As a creature, Job cannot understand God’s divine ways in His creation. The Lord will give Job a glimpse into the wonder of His creation. The speech reveals the beauty of the world but also the order of the world and the wisdom of God in managing every single detail of this world.
It offers Job and us a picture of world that is not mechanistic, operating on a set of rules that God put into place at the day of creation. Rather it is a world of relation. A world that God manages from day to day. He directs light and darkness, stars in the heavens, fish in the sea, birds in their flight paths. He is nurturing his beloved creation. He is sustaining it day by day. This speech is not a philosophical discourse based on abstractions. It is a speech filled with minute details like rain on the land in the wilderness where no humans live, it includes a bear playing with its children, the number of the clouds, and even the very dust on the ground. Everything matters. Everything is cared for. The Lord rejoices over every specific thing in His creation. In this glorious creation, humans are not center stage. In fact, they are not mentioned.
And yet, the speech is addressed to Job and to us.
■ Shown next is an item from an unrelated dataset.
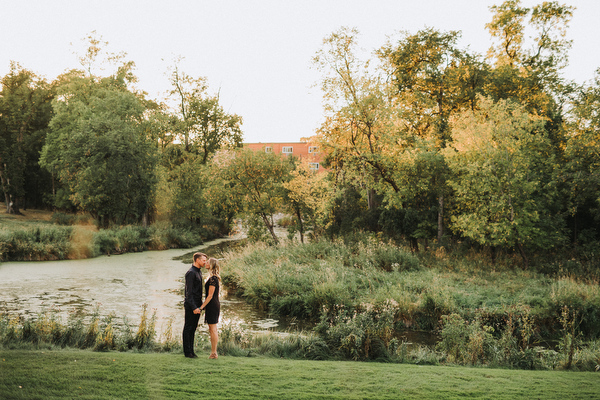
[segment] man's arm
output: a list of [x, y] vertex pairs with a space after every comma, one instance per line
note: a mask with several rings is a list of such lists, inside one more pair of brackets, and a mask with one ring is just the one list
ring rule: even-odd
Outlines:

We stand alongside the Lord beholding every glory, every wonder of this vast Cosmos. We hold this glorious picture of the world alongside the picture of Jesus and His disciples. In Jesus Christ, we behold God not simply addressing the evil and justice and pain and sin, but carrying it upon Himself. If we want to see justice, we do not look at this world, we do not look at human history, we look at the cross. We look at the Creator who does not ignore suffering but bears it.
The writer of Hebrews gives us a glimpse into the inner anguish of Jesus. He writes,
7 In the days of his flesh, Jesus offered up prayers and supplications, with loud cries and tears, to him who was able to save him from death, and he was heard because of his reverence. 8 Although he was a son, he learned obedience through what he suffered.
(Heb 5:7–8)
And again,
18 For because he himself has suffered when tempted, he is able to help those who are being tempted. (Heb 2:18)
And,
15 For we do not have a high priest who is unable to sympathize with our weaknesses, but one who in every respect has been tempted as we are, yet without sin.
(Heb 4:15)
He knows the suffering of Job, of Paul, of you, of me. Does he know the suffering of the man who carved in the wall of a concentration camp, “If there is a god, he will have to beg for my forgiveness.”? He knows him intimately. He knows the suffering of each person just as He knows the hairs of our head.
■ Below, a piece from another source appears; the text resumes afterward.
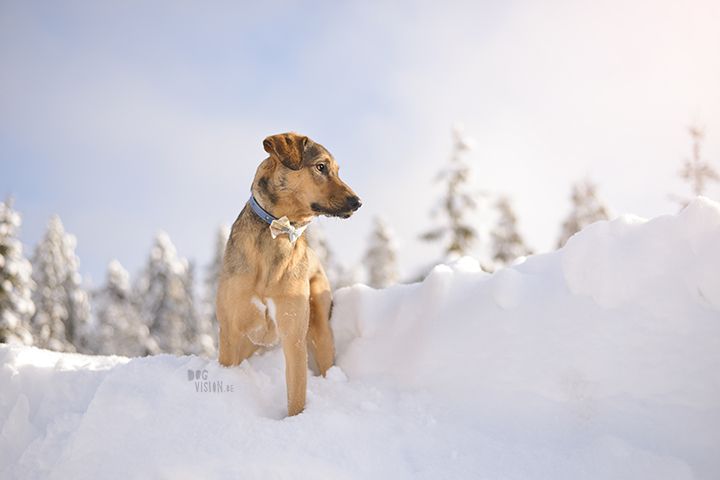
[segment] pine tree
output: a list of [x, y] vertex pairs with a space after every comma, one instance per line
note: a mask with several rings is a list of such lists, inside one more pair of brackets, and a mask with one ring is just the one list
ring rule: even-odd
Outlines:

Jesus comes to break the power of sin and death in this world. In so doing, he ushers in the beginning of a new creation not scarred by sin and death.
17 Therefore, if anyone is in Christ, he is a new creation. The old has passed away; behold, the new has come. 18 All this is from God, who through Christ reconciled us to himself and gave us the ministry of reconciliation; 19 that is, in Christ God was reconciling the world to himself, not counting their trespasses against them, and entrusting to us the message of reconciliation. (2 Co 5:16–19)
If anyone is in Christ, he is a new creation. The Lord draws us to Himself through the Good News of Jesus Christ. He leads us, he calls us, he stirs us. As we turn to Him, as we trust in Christ Jesus, we are transformed by His grace. We are new creations made for a new creation. We have been reconciled to God in Christ Jesus. We live our lives in this midst of a world that still reels and rocks under the weight of sin. But we do not lose hope. We rejoice even in this midst of suffering. For the Lord is near. Whether we have much or little, we rest in the faithfulness of a Creator who cares for every detail of His creation.
We trust Him. We trust in His absolute faithfulness to every detail of our existence, and we a free: free to love, to rejoice, to behold the wonder, to embrace others, and serve Him as ambassadors of Christ, declaring His promise of reconciliation and hope to the world around us.